Osage County Visits and Bond
Visitation is a major local detail because Osage County ended in-person social visitation effective January 1, 2025. All social visits are video-only. The county says visitors may come to the jail for free video sessions from 8:00 a.m. to 5:00 p.m., seven days a week, and scheduling runs through InmateSales. Remote video visits use InmateSales and the related InmateSales View app where available. Local bond information is also direct: the corrections page says all bonds will be set within 48 hours.
| Need | Osage County Channel | What to Confirm |
|---|---|---|
| Video visit | InmateSales / CPC app connect | Schedule, approval, account status, on-site or remote access |
| Bond question | Jail phone and court record | Whether bond is set, payment method, and any holds |
| Formal charges | Kansas Case Search and District Court clerk | Case number, hearings, amended charges, disposition |
| Victim notice | VINE or 866-574-8463 | Custody-status registration and notification settings |
Osage County Inmate Population FAQ
How big is the Osage County inmate population?
The official pages reviewed do not publish a current daily count or average daily population. They do publish the jail's rated capacity of 120 inmates and describe one official Osage County detention facility.

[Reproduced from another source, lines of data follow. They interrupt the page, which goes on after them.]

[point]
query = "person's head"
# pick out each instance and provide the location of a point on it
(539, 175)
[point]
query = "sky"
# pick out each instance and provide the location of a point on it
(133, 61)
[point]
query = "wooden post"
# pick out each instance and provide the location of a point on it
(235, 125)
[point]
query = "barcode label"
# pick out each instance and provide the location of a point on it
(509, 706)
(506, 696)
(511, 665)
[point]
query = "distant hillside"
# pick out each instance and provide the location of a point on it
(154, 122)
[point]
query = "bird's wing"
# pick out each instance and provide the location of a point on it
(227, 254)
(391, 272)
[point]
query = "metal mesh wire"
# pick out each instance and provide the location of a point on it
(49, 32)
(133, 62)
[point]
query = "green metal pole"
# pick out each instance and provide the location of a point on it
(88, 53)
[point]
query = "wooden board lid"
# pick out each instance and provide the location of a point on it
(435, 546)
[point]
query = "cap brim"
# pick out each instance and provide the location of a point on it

Current custody should be confirmed with the jail or through a records request.
Is there an Osage County online jail roster?
No official public Osage County jail roster or inmate search portal was located on the county website during research. Start with the jail phone, records office, VINE, court records, and state or federal locators depending on custody type.
Are Osage County mugshots online?
No official Osage County mugshot gallery or recent-bookings gallery was found. Kansas guidance treats jail rosters and police blotters as open, but mug shots may be discretionarily closed under KORA exemptions.
Where do sentenced Kansas prisoners from Osage County appear?
After a person is sentenced to KDOC custody or supervision, the proper search tool is KASPER. KASPER is separate from local jail custody and does not list every person booked in Osage County.